Stricter fines are on tap for people illegally carrying guns downtown, but a new city system to license bars and other entertainment businesses is not – at least not yet.

City commissioners at their Tuesday evening meeting unanimously approved an ordinance that will add significant jail time for people who illegally carry weapons near a bar. That ordinance was widely praised by bar and club owners, but a new entertainment licensing system was as popular as flat beer.

Commissioners said they wanted to put the entertainment licensing idea on hold until they could have formal meetings with representatives of the bar and entertainment industry. A meeting date will be set later by city staff.

The licensing system, as currently proposed, would allow the city to revoke an entertainment license for a variety of issues including noise problems, an accumulation of trash or litter in the surrounding area, or an increase in criminal activity within the vicinity of the bar or club by patrons who are leaving or entering the establishment.
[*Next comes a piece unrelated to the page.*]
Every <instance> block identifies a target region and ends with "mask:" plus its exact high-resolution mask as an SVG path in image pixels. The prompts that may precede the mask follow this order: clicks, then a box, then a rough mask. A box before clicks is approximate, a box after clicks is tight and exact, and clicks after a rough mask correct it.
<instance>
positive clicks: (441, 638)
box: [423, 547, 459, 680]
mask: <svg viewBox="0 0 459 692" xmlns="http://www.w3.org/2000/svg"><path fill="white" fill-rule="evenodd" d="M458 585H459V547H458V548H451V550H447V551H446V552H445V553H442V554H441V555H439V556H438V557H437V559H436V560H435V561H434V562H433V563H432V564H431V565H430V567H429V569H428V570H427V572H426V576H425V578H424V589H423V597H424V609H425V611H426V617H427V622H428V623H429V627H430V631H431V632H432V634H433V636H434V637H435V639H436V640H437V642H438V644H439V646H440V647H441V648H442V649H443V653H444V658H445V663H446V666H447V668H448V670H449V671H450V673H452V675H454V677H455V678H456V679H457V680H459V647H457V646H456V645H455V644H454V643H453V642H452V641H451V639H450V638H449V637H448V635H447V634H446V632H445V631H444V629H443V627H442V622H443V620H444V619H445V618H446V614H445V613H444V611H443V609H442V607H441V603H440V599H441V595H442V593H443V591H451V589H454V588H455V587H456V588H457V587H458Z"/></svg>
Seven members of the public – most with ties to the bar industry – spoke against the idea of a new licensing system. No one from the public spoke in favor of it.

Those speaking against it included Dennis Steffes, owner of the Last Call, a downtown nightclub where several shots were fired last year. The club at 729 N.H. has been accused of attracting patrons who bring guns into downtown.

Steffes told commissioners the licensing idea was an attempt to punish businesses for the actions of individuals. “You don’t close a bank for having armed robberies,” Steffes said. “You don’t close a gas station for having too many drive-offs. You don’t fire a police officer for having too many speeders in his jurisdiction. But you want to close entertainment venues simply for working with what society gives us to work with.”

Several bar owners said they would like to see more police presence downtown. Some suggested using video cameras to film activity in problem parking lots, or parking retired police cars in those lots to provide the sense of a police presence. Commissioners also said they were exploring the use of the state’s nuisance law, which has been used in Topeka to close problem businesses.

On the gun issue, commissioners on a 5-0 vote approved changes to an existing ordinance that makes it illegal to carry a weapon within 200 feet of a drinking establishment unless a person has a concealed-carry permit or meets several other specific exceptions.

The changes to the ordinance raise the minimum jail time from zero days to 30 days for a first-time offender, 90 days for a two-time offender and 180 days for a three-time offender.